Я кивнул и постучался в свою комнату, куда еще зимой сволок мольберт, подрамники, кучу медных кувшинов и прочей ерунды и кое-чего из белья и одежды. Дверь не поддалась. Тогда я закрылся в ванной.

— Жалко, тебя не съешь, — сказал куску мыла.

— Ты скоро? — осведомилась через дверь моя невестка-великомученица.

Я не ответил, пустил душ вовсю и стоял под ним, пока не надоело, а потом решил соскоблить бороду. Все-таки не так встречают деверя, тем паче новорожденного...

Лезвие было не новым, но борода отвалилась легче, чем ожидал. Наконец мне стало жаль великомученицу. Я завинтил озверевшие краны и выполз в коридор. Дверь моей комнаты была распахнута, но станок, кувшины, подрамники и все остальное исчезло. Господи, хорошо еще холсты держу у профессора.

— Где барахло? — завизжал, как резаный. Позавтракай накануне, я разнес бы тут все в щепы.

— У Васьки в полуподвале. Вон возьми... — Великомученица дернула узенькими, едва прикрытыми ветхим халатиком плечиками и кивнула на два одиноко висевших на гвозде ключа.

— С чего вдруг?.. Нет, больше не могу... Дальше так нельзя... — пролепетал я, чувствуя, что мы с ней вымотаны, как две долго воюющие державы.

Я позвонил профессору. Иногда, но очень иногда, ему удается навязать своим знакомым мою живопись.

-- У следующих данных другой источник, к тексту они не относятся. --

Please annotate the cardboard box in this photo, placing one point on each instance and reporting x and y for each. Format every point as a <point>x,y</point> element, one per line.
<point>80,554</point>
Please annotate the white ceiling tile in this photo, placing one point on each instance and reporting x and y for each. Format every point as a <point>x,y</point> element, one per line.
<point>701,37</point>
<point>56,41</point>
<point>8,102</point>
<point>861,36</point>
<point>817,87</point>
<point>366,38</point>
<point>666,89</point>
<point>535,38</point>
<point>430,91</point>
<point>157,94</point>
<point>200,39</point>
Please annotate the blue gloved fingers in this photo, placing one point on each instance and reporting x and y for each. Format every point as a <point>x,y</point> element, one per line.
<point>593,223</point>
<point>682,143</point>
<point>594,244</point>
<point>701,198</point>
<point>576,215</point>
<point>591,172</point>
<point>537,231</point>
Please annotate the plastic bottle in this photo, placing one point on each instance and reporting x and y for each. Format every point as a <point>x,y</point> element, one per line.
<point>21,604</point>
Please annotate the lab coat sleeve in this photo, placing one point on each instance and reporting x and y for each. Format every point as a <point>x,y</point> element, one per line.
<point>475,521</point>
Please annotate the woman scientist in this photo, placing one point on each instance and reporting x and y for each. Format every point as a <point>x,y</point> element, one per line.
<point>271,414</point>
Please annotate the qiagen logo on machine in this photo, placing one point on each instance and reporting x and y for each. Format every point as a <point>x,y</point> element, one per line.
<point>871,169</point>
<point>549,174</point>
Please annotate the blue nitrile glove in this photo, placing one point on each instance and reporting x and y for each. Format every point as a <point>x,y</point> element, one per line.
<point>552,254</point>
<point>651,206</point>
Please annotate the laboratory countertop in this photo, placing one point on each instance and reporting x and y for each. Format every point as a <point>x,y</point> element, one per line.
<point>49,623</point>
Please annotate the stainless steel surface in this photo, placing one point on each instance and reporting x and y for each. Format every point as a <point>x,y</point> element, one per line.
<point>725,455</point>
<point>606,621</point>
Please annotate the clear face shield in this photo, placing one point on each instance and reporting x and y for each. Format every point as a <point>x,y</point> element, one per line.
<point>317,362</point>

— Евгений Евгеньевич уехал, — ответила его жена. — Простите, не сразу вас узнала. Голос у вас изменился.

— Простыл, — соврал я. Не объяснять же. Трое суток — не срок. Сейчас в лагерях политические голодают неделями.

— Евгений Евгеньевич вернется в октябре.

— Отдыхает? — спросил я голосом, полным безнадеги.

— Приблизительно. Лето тяжело ему далось. Вы справьтесь — по-моему, он что-то вам перевел.

Я поблагодарил и заглянул в кухню:

— Сейчас вернусь. Так что освобождайте комнату.

Ленькина жена и теща пили слабо заваренный чай и негусто намазывали бородинский хлеб кабачковой икрой. Ни помидоров, ни селедки, ни заурядного сливочного масла на столе не было. А то, что издавало дурманящий запах, готовилось, видно, для моей болезненной племянницы.